Yazar: Dr. Öğr. Üyesi | Nevşehir Hacı Bektaş Veli Üniversitesi
Liberal Düşünce Dergisi, Yıl: 30, Sayı: 118, Bahar 2025, ss. 17- 44.
Öz
Yirminci yüzyılın ikinci yarısından itibaren Batı Avrupa’nın yalnızca siyasetine değil, sosyal ve ekonomik yaşamına damgasını vuran Hristiyan demokrasi, özünde dinsel motivasyonlu bir siyasal hareketin kamusallaşmasının en tipik örneğidir. Nitekim Hristiyan demokrasiyi var eden koşulları Katolisizmden bağımsız ele alabilmek mümkün değildir. Bu siyasal hareketin doğuşu ve gelişimi Batı Avrupa tarihinde Fransız Devrimi’nden itibaren yaşanan ve Katolik Kilisesi’nin merkezinde yer aldığı büyük çalkantılar, çatışma ve uzlaşmalara paralel bir seyir izlemiştir. Gelenek ile modernite arasındaki gerilimlerden doğan ve başlangıçta son derece anti-modern unsurlarla bezeli olan bu hareketin çağdaş ilke ve kurumlara uyum istikametinde geçirdiği dönüşümün izlerini sürmek, post-seküler olarak adlandırılan çağımızda daha fazla önem kazanmıştır. Bu çalışma da günümüzün Hristiyan demokrat partilerine kaynaklık eden (Katolik) partilerin on dokuzuncu yüzyılın sonlarında ortaya çıkışı ve iki dünya savaşı arasındaki görünümleri ile İkinci Dünya Savaşı’nın hemen ardından Hristiyan demokrasi adı altında aldığı çağdaş biçim, siyasal Katolisizm ve Katolik Kilisesi’yle ilgisinde ele alınmıştır.
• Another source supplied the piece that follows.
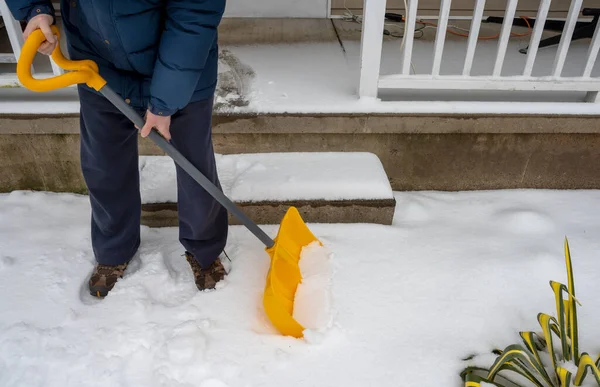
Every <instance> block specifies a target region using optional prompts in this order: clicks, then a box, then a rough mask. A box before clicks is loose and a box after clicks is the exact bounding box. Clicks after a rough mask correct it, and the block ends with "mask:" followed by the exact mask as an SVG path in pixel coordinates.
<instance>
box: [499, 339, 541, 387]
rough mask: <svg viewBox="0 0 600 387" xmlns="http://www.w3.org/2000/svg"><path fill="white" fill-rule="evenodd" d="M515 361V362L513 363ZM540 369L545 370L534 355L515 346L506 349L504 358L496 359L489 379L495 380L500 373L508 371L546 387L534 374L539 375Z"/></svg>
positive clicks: (524, 350) (509, 347) (536, 384)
Anahtar Kelimeler: Hristiyan Demokrasi, Katolik Kilisesi, Siyasal Katolisizm, Avrupa Siyaseti, Din ve Siyaset.
Christian Democracy: All Paths to Rome (?)
Abstract
Christian democracy, which has left its mark not only on politics but also on Western Europe’s social and economic life since the second half of the twentieth century, is the most typical example of the publicization of an essentially religiously motivated movement. As a matter of fact, it is not possible to consider the conditions that brought Christian democracy into existence independently of Catholicism. The birth and development of this political movement have followed a parallel course to the great upheavals, conflicts and compromises in Western European history since the French Revolution, with the Catholic Church at its center. Tracing this movement’s transformation, which emerged from the tensions between tradition and modernity and was initially characterized by deeply anti-modern elements, in line with contemporary principles and institutions, has become even more important in our so-called post-secular age. In this study, the emergence of (Catholic) parties in the late nineteenth century, their appearance between the two world wars, and the contemporary form they took under the name of Christian democracy immediately after the Second World War are discussed in relation to political Catholicism and the Catholic Church.
Keywords: Christian Democracy, Catholic Church, Political Catholicism, European Politics, Religion and Politics.